Secondo gli inquirenti la 33enne sarebbe implicata nel delitto di Filare dello scorso 12 agosto, quando due colpi di pistola uccisero un marocchino e ferirono un connazionale

Ha 33 anni ed è di Suvereto la donna arrestata nell'ambito dell'inchiesta sull'omicidio di Filare di Gavoranno dello scorso 12 agosto, quando due colpi di pistola uccisero Jarmouni Bouazza, marocchino di 25 anni, ferendo un connazionale di 19 anni attualmente ricoverato a Siena. Secondo gli inquirenti, sarebbe lei la complice di Mirko Meozzi, il 45enne maremmano fermato il 14 agosto dai carabinieri di Grosseto e ritenuto di essere il presunto killer di Bouazza.
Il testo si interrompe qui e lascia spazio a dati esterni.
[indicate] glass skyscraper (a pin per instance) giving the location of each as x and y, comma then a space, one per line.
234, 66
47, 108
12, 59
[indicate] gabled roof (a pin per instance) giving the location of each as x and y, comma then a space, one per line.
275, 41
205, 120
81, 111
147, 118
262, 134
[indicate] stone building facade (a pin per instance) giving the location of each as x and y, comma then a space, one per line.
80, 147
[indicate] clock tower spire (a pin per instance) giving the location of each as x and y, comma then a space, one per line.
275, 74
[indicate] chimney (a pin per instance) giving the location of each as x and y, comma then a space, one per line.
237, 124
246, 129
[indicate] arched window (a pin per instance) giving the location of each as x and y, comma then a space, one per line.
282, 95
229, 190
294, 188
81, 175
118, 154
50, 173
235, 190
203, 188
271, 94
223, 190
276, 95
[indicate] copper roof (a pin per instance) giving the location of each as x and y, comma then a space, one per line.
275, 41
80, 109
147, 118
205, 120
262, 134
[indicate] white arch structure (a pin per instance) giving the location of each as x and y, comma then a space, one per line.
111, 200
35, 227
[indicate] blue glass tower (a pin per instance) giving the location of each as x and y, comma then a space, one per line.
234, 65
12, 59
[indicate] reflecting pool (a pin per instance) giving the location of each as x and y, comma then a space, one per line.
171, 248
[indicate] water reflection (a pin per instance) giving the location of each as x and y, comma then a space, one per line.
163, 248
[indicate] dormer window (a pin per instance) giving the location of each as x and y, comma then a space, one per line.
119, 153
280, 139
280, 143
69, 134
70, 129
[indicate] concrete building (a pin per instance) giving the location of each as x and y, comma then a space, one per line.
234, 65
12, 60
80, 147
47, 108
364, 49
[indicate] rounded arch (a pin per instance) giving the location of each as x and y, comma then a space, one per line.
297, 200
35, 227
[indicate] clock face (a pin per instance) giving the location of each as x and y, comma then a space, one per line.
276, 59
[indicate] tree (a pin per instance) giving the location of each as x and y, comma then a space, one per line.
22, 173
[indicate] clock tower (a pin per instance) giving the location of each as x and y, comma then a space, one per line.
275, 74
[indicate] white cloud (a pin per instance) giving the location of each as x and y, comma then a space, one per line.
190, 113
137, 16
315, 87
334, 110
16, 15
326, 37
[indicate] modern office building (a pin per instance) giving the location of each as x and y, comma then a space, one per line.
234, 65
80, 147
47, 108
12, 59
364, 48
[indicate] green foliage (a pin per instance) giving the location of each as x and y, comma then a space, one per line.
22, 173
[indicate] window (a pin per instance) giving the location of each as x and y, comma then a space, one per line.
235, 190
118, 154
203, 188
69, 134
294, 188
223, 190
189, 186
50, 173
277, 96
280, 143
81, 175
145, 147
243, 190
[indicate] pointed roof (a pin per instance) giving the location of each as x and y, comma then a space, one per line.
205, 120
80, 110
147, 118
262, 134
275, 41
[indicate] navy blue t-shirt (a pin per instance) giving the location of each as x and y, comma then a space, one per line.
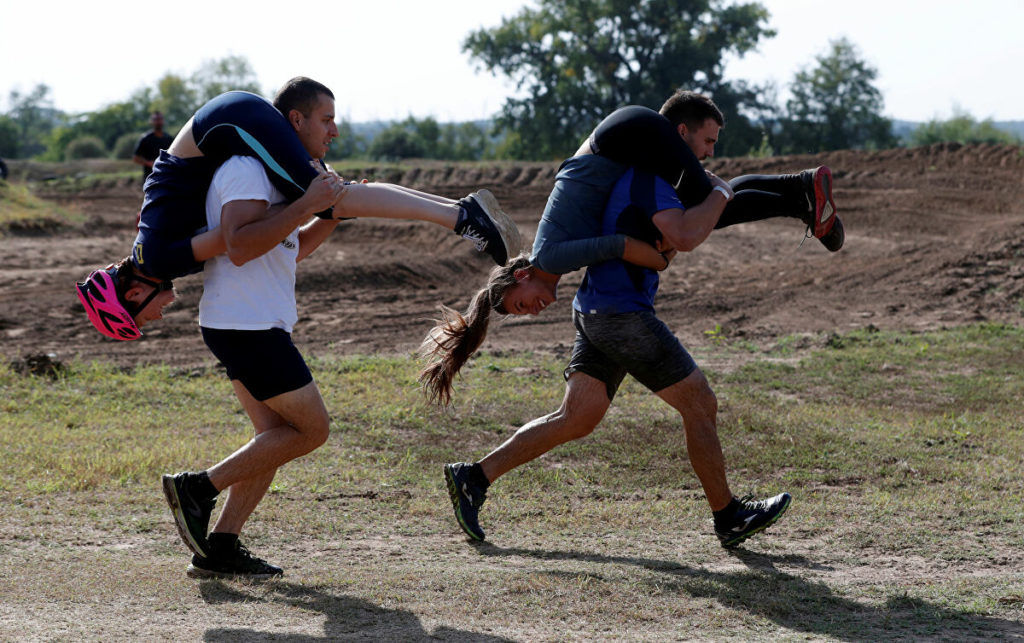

Un delitto che, stando alle ipotesi, sarebbe maturato negli ambienti dello spaccio di stupefacenti: verosimilmente, come riporta l'Ansa, "gli arrestati, intenzionati ad effettuare una rapina ai danni dei due marocchini che avrebbero spacciato nei boschi di Filare, avrebbero sparato due colpi di pistola per poi sottrarre loro droga e denaro contante". Sequestrata una pistola calibro nove, presumibilmente l'arma dell'omicidio, nella perquisizione a casa della donna sarebbero stati ritrovati anche due fucili da lei stessa legalmente detenuti.